Best accuracy: 0.9959677457809448
Best hyperparameters: {'num_hidden': 64, 'lr': 0.04, 'weight_decay': 0.0001}
Train accuracy: 0.9960


### Using the Best Hyperparameters from the Previous Step

In [62]:
# get best hyperparameters
num_hidden = best_params['num_hidden']
lr = best_params['lr']
weight_decay = best_params['weight_decay']

# create model with best hyperparameters
best_model = GCN(num_node_features=proj_data.x.shape[1], 
                 num_hidden=num_hidden,
                 num_classes=(proj_data.y.max()+1).item()
                ).to(device)
optimizer = torch.optim.RMSprop(best_model.parameters(), lr=lr, alpha=0.8, weight_decay=weight_decay)

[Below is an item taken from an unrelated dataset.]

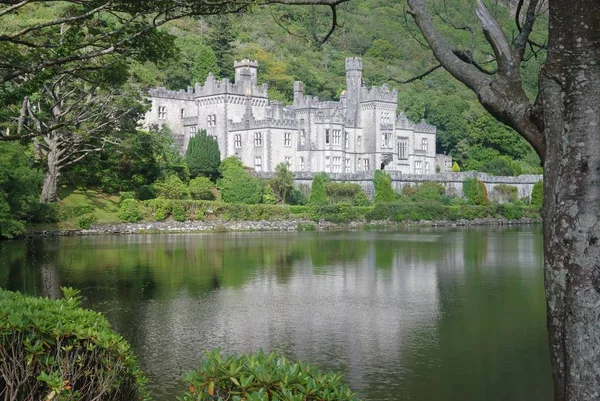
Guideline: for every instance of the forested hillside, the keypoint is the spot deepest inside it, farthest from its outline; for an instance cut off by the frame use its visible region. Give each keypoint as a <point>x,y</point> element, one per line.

# train model with best hyperparameters
best_model.train()
for epoch in range(200):
    optimizer.zero_grad()
    out = best_model(proj_data)
    loss = F.nll_loss(out[proj_data.train_mask], proj_data.y[proj_data.train_mask])
    loss.backward()
    optimizer.step()


In [63]:
best_model.eval()
pred = best_model(proj_data).argmax(dim=1)
correct = (pred[proj_data.train_mask] == proj_data.y[proj_data.train_mask]).sum()
acc = int(correct) / int(proj_data.train_mask.sum())
print(f'Accuracy: {acc:.4f}')


Accuracy: 0.9778


## How to submit the result

In [66]:
pred[idx_test]

tensor([6, 2, 6,  ..., 1, 1, 5])

In [67]:
preds = pred[idx_test]
np.savetxt('submission_9778.txt', preds, fmt='%d')